A priest of the party sat on the baggage listening to our conversation. One inquired if the President of the United States sent those out of the country who expressed political opinions in opposition to his own, and really seemed surprised to learn that sometimes nearly half the nation did not agree with our President in all things, and were not interfered with.
Changing mules at Pandura post-house, we arrived at Caracollo, in the department of Oruro, which contains a population of 8,129 Creoles and 86,943 aborigines. This department has produced a large amount of silver.
The city of Oruro, the capital and largest town in the department, has a population of 5,687. One hundred and twenty years ago, it contained a population of 38,000, without counting Indians. This decrease is accounted for by the state of the mines.

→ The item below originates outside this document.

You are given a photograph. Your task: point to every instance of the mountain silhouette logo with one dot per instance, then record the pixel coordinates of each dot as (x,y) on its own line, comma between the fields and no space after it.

There are twelve hundred and fifteen abandoned silver mines near the town, and not less than two hundred gold mines, most of which contain water. Eleven silver mines are still worked.
In the province of Poopo fifteen silver mines are worked, and three hundred and sixteen stand idle; besides which there are four silver mines worked in the province of Carangas, and two hundred and eighty-five abandoned. On the discovery of a mine, it is reported and registered to be taxed. The miners of silver ores are required by law to sell their metal to the government at a certain price. As merchants are willing to pay higher, the silver of Bolivia often passes out of the country in bars. Gold may be exported by paying a duty of three per cent.